Fast Wrong Is Worse Than Slow Right
How I redesigned a daily full-recompute pipeline into a shared incremental one
data pipeline optimization, incremental processing, data correctness, Snowflake, benchmark design
The most dangerous optimization I tested was also the fastest. On paper, it looked great. It avoided full recomputes, cut runtime dramatically, and made the benchmark tables look easy. It was also wrong—and that changed everything about how I approached the problem.
The Problem
A critical daily analytics pipeline had been running for years. Every morning, it recomputed four downstream tables from a ~30 billion row source. The job took about 90 minutes on a large Snowpark-optimized warehouse and consumed roughly 4,500 Snowflake credits annually. At 3 billion rows of test data, 98% of the runtime was spent on two full table scans—not the output writes, not the aggregations, not the window functions. Just scanning the same massive dataset twice.
The pipeline was expensive, but it was correct. That matters when downstream teams depend on your output for operational decisions.

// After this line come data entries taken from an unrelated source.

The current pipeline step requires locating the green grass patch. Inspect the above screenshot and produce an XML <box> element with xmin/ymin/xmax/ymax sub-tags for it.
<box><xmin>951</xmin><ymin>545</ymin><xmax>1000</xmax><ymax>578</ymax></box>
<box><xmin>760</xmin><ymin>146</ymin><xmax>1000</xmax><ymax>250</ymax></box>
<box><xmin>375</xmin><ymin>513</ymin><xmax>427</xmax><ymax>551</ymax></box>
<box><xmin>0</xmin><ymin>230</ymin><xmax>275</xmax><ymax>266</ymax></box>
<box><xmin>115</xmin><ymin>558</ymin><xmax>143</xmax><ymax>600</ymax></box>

The Temptation: Incremental Processing
If the bottleneck is scanning 30 billion rows, why scan them every day? Most of that data hasn’t changed. Only new rows arriving since yesterday are actually new.
The idea was straightforward: build an incremental system with two phases. Phase A would run once to seed a persistent activity table from historical data. Phase B would run daily—scan only new rows since a watermark, aggregate them, append to the cache, and recompute the four small output tables from the cached activity layer (~6 million rows, not 30 billion).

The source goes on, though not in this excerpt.